Denn der Mensch ist, wie schon Aristoteles wusste, ein „zoon politikon“, ein Gemeinschaftswesen. Deshalb ist auch seine Vernunft, wie Kant notierte, nicht dazu da, sich selbst zu isolieren.

Den Blick für das Gemeinwohl und das Gute schärfen

Das „hörende Herz“, um das der junge König Salomon Gott bei seiner Amtsübernahme bat und das auch Papst Benedikt XVI. 2011 bei seiner Rede vor dem Deutschen Bundestag bewarb, weil er in ihm eine Vernunft am Werk sah, die weiter reicht, als die bloß instrumentelle der Moderne, ist keineswegs darauf beschränkt, das Wort Gottes aufzunehmen.

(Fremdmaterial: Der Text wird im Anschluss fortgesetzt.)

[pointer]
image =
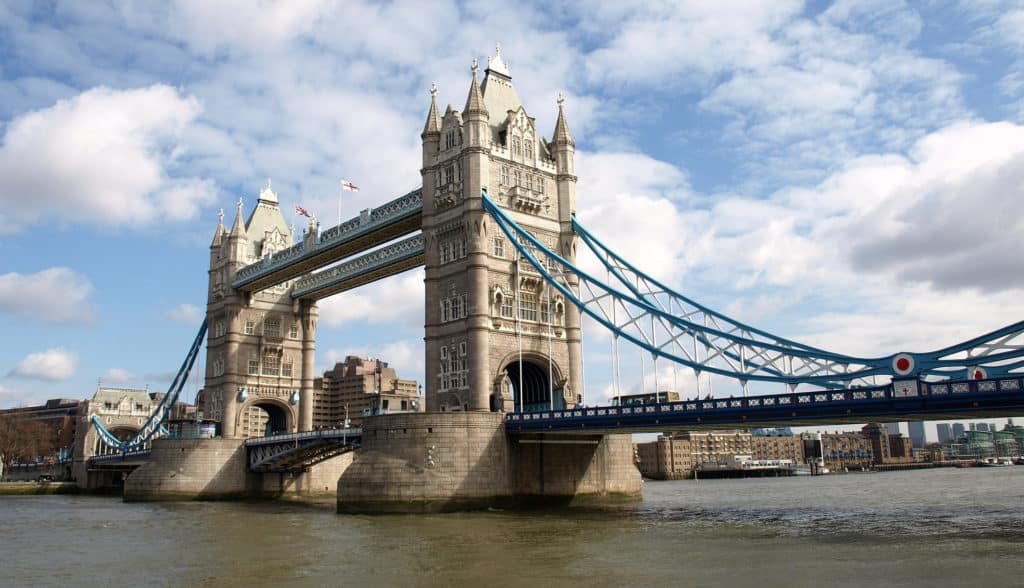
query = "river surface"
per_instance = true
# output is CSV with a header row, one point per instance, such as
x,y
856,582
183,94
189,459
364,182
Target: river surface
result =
x,y
931,528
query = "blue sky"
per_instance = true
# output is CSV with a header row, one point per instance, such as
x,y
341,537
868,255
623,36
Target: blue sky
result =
x,y
848,174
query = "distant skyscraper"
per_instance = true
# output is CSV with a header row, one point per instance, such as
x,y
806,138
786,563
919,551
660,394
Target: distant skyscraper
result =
x,y
945,431
916,432
894,428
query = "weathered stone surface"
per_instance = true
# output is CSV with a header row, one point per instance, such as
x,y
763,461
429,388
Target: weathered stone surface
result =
x,y
459,461
217,469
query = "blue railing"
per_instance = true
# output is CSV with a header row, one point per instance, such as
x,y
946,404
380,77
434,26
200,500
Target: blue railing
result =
x,y
750,405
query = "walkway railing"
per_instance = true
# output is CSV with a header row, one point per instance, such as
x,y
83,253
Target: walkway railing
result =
x,y
370,220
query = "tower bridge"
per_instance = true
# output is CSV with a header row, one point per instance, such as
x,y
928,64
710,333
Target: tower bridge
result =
x,y
494,227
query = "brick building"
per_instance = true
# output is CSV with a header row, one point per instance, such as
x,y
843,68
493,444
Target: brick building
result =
x,y
358,386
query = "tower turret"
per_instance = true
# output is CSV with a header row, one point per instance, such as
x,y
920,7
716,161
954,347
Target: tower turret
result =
x,y
475,115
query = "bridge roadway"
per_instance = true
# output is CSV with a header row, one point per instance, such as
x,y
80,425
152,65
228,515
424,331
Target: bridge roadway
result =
x,y
372,228
927,401
296,452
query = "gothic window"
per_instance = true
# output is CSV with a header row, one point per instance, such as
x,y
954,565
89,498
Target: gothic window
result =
x,y
527,306
507,307
271,327
271,363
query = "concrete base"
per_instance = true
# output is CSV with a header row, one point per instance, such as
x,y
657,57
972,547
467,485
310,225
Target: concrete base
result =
x,y
217,469
457,461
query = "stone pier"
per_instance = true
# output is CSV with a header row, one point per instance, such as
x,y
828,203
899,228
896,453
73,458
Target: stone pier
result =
x,y
217,469
457,461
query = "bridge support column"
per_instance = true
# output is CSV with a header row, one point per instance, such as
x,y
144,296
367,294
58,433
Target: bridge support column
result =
x,y
459,461
308,316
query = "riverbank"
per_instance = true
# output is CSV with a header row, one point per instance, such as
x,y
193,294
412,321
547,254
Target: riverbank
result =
x,y
37,488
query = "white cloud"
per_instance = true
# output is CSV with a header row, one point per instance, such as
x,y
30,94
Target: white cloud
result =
x,y
118,376
53,295
103,157
52,365
396,300
187,313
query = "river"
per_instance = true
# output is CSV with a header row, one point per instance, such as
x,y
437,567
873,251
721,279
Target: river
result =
x,y
927,528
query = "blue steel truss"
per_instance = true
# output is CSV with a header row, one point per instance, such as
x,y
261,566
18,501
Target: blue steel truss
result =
x,y
155,424
666,324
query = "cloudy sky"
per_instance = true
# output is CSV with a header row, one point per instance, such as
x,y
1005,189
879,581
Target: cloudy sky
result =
x,y
848,174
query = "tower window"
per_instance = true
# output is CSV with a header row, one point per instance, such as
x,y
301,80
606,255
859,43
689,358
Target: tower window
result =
x,y
271,327
527,306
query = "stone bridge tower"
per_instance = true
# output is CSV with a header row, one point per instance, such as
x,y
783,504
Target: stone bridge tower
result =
x,y
260,345
496,334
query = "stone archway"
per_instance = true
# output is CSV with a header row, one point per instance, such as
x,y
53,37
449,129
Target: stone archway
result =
x,y
541,384
263,417
122,432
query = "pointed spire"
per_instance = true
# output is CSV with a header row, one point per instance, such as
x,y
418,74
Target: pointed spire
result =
x,y
239,228
267,195
433,119
218,235
562,134
474,103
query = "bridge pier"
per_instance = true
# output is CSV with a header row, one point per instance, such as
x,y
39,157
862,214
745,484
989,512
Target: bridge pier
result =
x,y
456,461
218,469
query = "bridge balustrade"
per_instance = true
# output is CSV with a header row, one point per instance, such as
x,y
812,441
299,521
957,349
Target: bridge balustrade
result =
x,y
368,221
855,395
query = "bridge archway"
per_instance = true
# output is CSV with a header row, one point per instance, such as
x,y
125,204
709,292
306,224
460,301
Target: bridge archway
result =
x,y
263,417
123,432
541,385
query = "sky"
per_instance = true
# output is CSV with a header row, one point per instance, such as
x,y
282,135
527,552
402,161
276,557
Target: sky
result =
x,y
847,174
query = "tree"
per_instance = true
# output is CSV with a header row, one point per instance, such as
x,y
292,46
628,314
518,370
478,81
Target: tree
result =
x,y
20,437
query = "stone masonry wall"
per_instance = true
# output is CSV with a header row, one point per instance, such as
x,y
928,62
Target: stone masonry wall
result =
x,y
428,462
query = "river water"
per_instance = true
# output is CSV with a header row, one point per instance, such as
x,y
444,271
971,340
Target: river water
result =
x,y
930,528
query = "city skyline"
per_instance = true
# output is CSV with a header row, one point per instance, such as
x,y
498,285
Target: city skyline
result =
x,y
834,174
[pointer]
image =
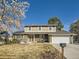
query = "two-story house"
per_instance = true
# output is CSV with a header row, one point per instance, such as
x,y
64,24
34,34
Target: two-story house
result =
x,y
44,33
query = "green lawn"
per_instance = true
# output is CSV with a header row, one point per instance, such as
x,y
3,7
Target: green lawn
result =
x,y
30,51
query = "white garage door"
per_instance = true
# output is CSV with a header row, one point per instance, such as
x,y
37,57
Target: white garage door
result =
x,y
60,40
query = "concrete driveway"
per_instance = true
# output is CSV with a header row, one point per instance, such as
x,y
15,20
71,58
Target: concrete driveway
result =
x,y
71,51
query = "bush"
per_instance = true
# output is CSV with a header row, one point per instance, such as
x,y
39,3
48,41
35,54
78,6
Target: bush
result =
x,y
31,51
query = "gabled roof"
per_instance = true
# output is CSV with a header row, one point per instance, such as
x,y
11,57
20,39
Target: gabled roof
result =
x,y
38,25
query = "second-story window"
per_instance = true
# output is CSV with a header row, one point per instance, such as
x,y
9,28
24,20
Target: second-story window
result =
x,y
50,28
29,28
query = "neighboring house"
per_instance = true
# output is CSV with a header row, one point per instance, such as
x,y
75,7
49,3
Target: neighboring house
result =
x,y
43,33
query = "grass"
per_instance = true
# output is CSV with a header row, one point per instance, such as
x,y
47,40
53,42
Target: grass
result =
x,y
30,51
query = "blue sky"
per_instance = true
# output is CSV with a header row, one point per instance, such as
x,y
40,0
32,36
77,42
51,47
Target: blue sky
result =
x,y
41,10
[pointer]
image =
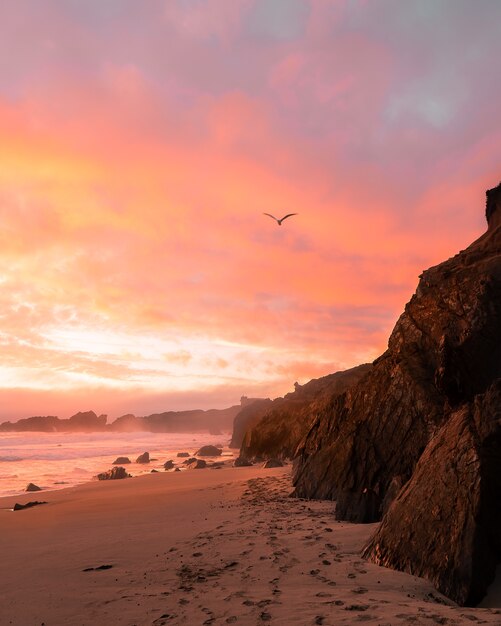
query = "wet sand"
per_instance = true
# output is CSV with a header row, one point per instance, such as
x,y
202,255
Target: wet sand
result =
x,y
201,547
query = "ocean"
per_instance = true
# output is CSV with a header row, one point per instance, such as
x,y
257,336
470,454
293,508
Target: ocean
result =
x,y
59,460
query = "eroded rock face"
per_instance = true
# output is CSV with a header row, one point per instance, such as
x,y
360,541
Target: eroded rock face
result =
x,y
277,427
418,440
445,524
121,460
32,487
209,451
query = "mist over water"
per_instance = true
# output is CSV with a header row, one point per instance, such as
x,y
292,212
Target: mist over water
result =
x,y
59,460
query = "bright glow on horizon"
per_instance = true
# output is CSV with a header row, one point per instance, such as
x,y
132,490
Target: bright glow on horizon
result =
x,y
137,267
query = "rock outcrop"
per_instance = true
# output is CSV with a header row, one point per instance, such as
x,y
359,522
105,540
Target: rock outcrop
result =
x,y
197,464
418,441
116,473
32,487
121,460
28,505
209,451
272,463
277,427
250,414
80,422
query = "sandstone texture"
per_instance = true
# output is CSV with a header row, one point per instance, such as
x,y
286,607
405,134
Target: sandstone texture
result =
x,y
209,451
116,473
143,458
417,442
277,427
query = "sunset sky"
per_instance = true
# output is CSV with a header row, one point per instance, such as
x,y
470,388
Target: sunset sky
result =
x,y
140,144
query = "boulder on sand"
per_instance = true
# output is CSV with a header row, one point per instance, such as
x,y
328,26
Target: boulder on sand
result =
x,y
113,474
240,462
121,460
209,451
28,505
143,458
32,487
197,464
273,463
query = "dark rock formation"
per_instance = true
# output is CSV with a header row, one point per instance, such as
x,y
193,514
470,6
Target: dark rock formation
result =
x,y
116,473
80,422
276,428
28,505
121,460
273,463
197,464
445,524
128,423
32,487
209,451
250,413
240,462
196,420
39,423
418,440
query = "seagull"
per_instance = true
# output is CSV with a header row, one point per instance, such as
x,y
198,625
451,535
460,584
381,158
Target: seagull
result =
x,y
279,221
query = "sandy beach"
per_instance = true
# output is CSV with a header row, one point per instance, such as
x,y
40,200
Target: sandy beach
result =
x,y
201,547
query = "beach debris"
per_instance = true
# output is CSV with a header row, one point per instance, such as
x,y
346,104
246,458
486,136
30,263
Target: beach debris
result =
x,y
28,505
209,451
115,473
32,487
273,463
96,569
121,460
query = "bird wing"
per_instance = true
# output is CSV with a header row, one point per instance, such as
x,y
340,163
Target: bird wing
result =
x,y
270,215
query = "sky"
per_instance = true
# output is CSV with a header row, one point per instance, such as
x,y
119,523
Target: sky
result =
x,y
140,144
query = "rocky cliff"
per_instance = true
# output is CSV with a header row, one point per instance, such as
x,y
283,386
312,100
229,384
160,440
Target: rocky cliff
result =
x,y
86,421
418,440
276,428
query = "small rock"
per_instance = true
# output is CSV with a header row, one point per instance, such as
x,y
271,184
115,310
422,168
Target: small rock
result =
x,y
28,505
115,473
32,487
197,464
121,460
209,451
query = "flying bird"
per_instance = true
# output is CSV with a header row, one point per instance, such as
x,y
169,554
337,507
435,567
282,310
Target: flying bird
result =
x,y
279,221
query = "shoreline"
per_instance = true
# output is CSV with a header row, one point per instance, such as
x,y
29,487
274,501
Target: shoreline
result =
x,y
201,547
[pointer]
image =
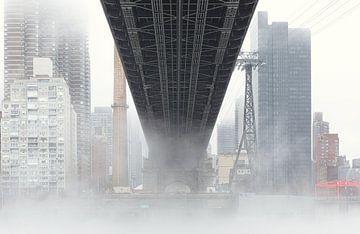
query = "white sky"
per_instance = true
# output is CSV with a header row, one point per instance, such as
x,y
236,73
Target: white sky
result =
x,y
335,65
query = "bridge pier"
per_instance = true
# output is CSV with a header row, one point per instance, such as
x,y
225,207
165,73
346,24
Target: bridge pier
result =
x,y
177,166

Es kann sich auch Mitmenschen zuwenden, die sich jenseits der eigenen Blase aufhalten und sperrige oder auf andere Weise herausfordernde Positionen vertreten. Der Kunstgriff „sich an die Stelle eines jeden anderen zu denken“, erfordert weder die Aufgabe eigener Überzeugungen noch nötig er zu Kompromissen.

Aber er reinigt von Egoismen und schärft den Blick für das Gemeinwohl und das Gute. Etwas, das man nicht zuletzt auch der von der Bundesregierung berufenen „Kommission für selbstbestimmte Reproduktion“ wird wünschen müssen.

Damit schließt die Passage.